Anticipated fictions; monumental configurations – Dorothy Hunter
All information via https://www.pssquared.org/Dorothy_Hunter.php
Opening: Thursday, 16 February, 6-8pm
Opening hours: Tues-Fri 1-5pm, Sat 11am-3pm.
Artsist talk: Thursday, 23 February, 6-7.30pm
Dorothy Hunter in conversation with Daniel Jewesbury and Dave Loder.
“Anticipated fictions; monumental configurations” is based on theoretical destruction and (re)construction in conflicting ideologies. The work explores the bookending of time and space through the private sector, urban planning and public space – in both future mitigation and past recognition – in two existing instances in Magherafelt.

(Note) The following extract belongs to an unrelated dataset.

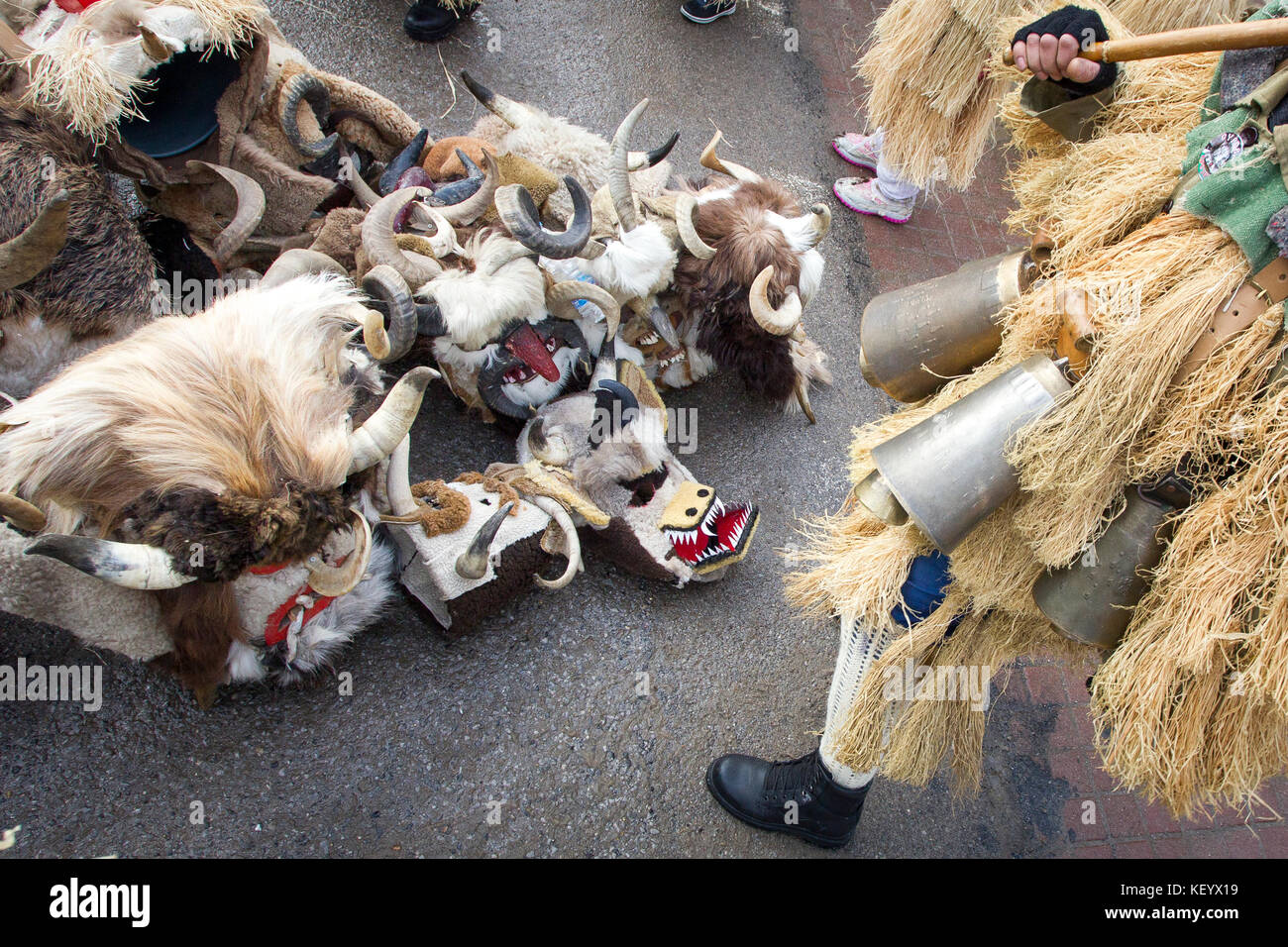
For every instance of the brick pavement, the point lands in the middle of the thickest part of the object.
(945, 231)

The exhibition, consisting of a film installation and sculptural installation, plays on the nature of information available, adding referents and expanding contexts to change its reading. The work plays with the potentiality, and tension between stability and instability.
The film on the Windell company, a curtain wall and blast enhanced glazing specialist that adapted their constructing processes to the changing nature of localised and worldwide terror threat, examines structural technologies that are latent, construction methods and online presence that fluctuates to fit the nature of contemporary threat. The sculptural installation is based on a conflict through planning permission for two opposing memorials directly beside one another in the main street of the town, played out through local media and the online planning portal. In this process, the bureaucratic paths in the planning process become a medium for protest, and the physical presence of two different monuments is not actually required.
Using the reassurance of a fixed and physical presence against the regulated yet fluctuating and unstable information online, how individual citizens relate to theoretical, monumental scale and input into public space, and segueing across historical and contemporary conflicts, the exhibition operates as unstable informative media in film, text, and sculpture.
Dorothy Hunter in conversation with Daniel Jewesbury and Dave Loder
23 February, 6- 7.30pm
Artist Dorothy Hunter is joined by artists Daniel Jewesbury and Dave Loder to discuss her practice and current exhibition ‘Anticipated fictions; monumental configurations’, on display at PS2 gallery 17 February – 3 March. The three artists share an interest in monumental forms and their ideological presence in the public space.
Dorothy Hunter is an artist and writer based in Belfast. Recent exhibitions include Still (The) Barbarians, EVA International 2016; Birth of a Nation, Ning-space, Beijing and Sanwei Art Center, Shanghai; Production CCA, Centre for Contemporary Art, Derry-Londonderry. She was art critic in residence at Studio Das Weisse Haus, Vienna in 2015, recipient of the production CCA grant in 2015 and recipient of the Visual artists Ireland/Digital Arts Studios residency award in 2014.
For more information about Dorothy Hunter see.
Mirjami Schuppert is a curator based in Belfast. She recently completed a practice-based PhD in curating at Belfast School of Art. Her research explored the critical potential of artistic interventions into photographic archives and the curator’s role in this process. Schuppert is interested in time and its cyclicality; how the past, present and future coexists in and through the works of art. In this note, she considers critical curatorial practice as an open, slowly evolving process that is willing to experiment and develop initiatives with unforeseen outcomes.
Schuppert has curated internationally, including exhibitions ‘Contacts from the archive’ (Belfast Exposed, Belfast, 2010), ‘World’s End’ (OKK|Raum29, Berlin, 2013), ‘Glimpses of the Unattainable’ (Finnish Museum of Photography, Helsinki, 2014, ‘How to Show?’ exhibition and residency project (Berlin, 2014), and Archive Play (Golden Thread Gallery, Belfast, 2014). She has co-edited as well as contributed to art publications. She is a member of Ulster Research Salon, and co-founder of EGFK, European Society for Art and Research.